Opinión
Residencias Familiares: una oportunidad para soñar y crecer
Día a día vemos cómo personas en situación de calle viven en situaciones extremas, bajo condiciones inhumanas y acumulando enseres, lo que genera incivilidades, inseguridad y una estigmatización por parte de la sociedad.
Los vecinos llaman, la municipalidad les levanta sus rucos, se limpia un sector y, horas después, vuelven a ocupar el mismo lugar. La imagen que queda es que nadie hace nada.
Pero la situación es más compleja de lo que vemos, pese a que la oferta del Gobierno a través del programa «Noche Digna» y otros, como albergues, residencias, centros para la superación, donde se brinda abrigo, alimentación y atención psicosocial, en su mayoría son rechazados por las personas en situación de calle. Hay que entender que las personas y/o familias no están en la calle porque quieren, hay historias de traumas, alcoholismo, drogadicción, quiebres emocionales y rupturas familiares, que los llevan a abandonar sus hogares, sus redes de apoyo y vivir en la calle, y como Estado no podemos obligar a nadie a participar de nuestros dispositivos.
Pero había que hacer un cambio de paradigma en cómo estábamos enfrentando esta política pública. Hasta el año pasado, sabíamos que en la calle vivían personas solas, en algunos casos junto a sus mascotas o parejas, pero la realidad actual es otra. Hoy vemos familias completas en la calle, chilenas y migrantes, con niñas, niños y adolescentes e incluso con lactantes que corren serio peligro por las bajas o altas temperaturas. Vulnerándose incluso sus derechos. Sin dudas, es dramático.

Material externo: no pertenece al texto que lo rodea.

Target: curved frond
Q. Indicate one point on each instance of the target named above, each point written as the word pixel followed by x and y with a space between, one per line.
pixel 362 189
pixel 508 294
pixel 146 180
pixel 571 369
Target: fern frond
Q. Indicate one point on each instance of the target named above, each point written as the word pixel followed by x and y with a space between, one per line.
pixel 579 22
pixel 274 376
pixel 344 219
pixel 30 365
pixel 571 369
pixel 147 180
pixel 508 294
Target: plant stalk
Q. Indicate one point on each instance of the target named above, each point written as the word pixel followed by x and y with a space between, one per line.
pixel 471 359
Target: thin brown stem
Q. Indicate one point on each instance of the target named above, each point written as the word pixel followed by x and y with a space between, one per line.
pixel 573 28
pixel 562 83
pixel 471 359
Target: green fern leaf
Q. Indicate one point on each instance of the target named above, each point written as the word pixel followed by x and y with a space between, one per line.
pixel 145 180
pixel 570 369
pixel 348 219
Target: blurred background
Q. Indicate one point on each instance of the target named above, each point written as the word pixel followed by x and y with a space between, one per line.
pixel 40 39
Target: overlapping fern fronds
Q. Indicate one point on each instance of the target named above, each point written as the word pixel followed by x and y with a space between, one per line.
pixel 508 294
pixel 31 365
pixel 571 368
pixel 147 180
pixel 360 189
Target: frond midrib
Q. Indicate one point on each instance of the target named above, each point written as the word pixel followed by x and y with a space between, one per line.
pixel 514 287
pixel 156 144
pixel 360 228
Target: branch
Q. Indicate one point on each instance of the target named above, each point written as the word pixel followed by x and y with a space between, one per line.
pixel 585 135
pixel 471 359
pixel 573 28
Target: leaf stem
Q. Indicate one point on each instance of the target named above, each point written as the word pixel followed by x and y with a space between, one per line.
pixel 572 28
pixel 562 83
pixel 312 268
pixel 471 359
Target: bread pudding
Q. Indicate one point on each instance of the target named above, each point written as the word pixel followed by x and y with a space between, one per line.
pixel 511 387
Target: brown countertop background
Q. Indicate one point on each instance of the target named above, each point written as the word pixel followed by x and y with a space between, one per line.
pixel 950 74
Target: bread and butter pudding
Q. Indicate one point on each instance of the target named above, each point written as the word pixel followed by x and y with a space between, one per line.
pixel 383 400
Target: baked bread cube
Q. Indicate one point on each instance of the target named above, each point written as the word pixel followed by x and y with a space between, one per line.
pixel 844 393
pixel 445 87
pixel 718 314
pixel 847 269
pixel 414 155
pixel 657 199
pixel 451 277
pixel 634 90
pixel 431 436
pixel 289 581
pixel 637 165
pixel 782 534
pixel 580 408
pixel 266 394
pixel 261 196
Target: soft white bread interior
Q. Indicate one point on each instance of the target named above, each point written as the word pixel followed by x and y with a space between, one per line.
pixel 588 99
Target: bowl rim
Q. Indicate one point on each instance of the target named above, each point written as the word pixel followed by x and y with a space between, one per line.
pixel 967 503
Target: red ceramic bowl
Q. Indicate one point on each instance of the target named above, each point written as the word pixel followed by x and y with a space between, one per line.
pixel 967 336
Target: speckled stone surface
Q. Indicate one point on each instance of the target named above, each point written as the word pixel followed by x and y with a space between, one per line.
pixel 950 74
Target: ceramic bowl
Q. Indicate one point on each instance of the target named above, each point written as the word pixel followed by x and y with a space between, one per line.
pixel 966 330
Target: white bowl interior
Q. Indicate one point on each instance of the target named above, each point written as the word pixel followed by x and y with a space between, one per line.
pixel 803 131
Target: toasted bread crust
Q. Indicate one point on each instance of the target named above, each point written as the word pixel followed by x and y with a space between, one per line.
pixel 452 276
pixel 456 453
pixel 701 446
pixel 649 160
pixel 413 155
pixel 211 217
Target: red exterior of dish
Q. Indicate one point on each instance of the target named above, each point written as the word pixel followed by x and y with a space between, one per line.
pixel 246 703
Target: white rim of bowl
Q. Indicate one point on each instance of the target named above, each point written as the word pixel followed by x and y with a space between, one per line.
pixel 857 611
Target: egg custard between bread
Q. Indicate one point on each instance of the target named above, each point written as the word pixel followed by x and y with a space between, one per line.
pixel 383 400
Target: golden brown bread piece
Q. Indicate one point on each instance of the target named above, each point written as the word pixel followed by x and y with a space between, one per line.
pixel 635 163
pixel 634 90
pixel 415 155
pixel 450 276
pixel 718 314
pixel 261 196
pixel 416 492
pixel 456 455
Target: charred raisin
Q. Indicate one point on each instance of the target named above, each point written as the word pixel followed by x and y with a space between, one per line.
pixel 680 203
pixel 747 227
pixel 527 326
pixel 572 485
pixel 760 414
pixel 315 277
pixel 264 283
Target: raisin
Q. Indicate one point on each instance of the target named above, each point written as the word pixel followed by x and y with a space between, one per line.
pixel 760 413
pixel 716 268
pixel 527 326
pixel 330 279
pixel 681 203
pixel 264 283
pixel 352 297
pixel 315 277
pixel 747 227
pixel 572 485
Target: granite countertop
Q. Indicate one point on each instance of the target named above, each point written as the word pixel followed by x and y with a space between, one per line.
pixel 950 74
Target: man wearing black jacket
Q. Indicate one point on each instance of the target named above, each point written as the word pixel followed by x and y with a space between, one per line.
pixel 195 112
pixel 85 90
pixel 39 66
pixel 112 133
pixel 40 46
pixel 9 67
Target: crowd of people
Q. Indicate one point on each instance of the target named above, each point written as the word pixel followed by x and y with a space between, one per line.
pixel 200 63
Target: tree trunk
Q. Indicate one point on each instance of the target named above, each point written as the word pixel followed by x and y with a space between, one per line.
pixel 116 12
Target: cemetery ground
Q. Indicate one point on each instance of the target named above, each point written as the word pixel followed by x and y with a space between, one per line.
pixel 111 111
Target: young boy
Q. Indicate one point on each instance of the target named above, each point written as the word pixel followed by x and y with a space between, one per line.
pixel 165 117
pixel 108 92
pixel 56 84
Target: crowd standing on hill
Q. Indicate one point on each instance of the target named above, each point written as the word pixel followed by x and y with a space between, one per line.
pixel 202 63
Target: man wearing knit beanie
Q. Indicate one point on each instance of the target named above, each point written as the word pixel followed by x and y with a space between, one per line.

Era necesario redireccionar las soluciones, por ello la nueva política implementada por el Presidente Gabriel Boric de instalar el programa piloto de «Residencias Familiares» durante este 2022 en algunas regiones, fue fundamental. Junto a nuestros aliados estratégicos público-privados, como municipios, fundaciones y ONGs, hemos establecido un trabajo coordinado para ir en apoyo de las familias, realizando visitas y acompañamientos a quienes viven en la calle, para así pasar de una situación extrema, a estas nuevas residencias familiares, de las cuales ya hemos inaugurado nueve dispositivos en la Región Metropolitana, todos diseñados para grupos familiares en situación de vulnerabilidad, que constan de 20 cupos para alojamiento, servicios básicos, alimentación, apoyo psicosocial, apoyo para la inserción laboral y para regularizar sus documentos, a la espera de una solución definitiva.
Este nuevo modelo de intervención, que ojalá se extienda, nos da la esperanza de que podemos abrir más y mejores posibilidades para poder reinsertar a las familias en situación de calle chilenas, como aquellas extranjeras que también merecen una oportunidad para soñar y crecer.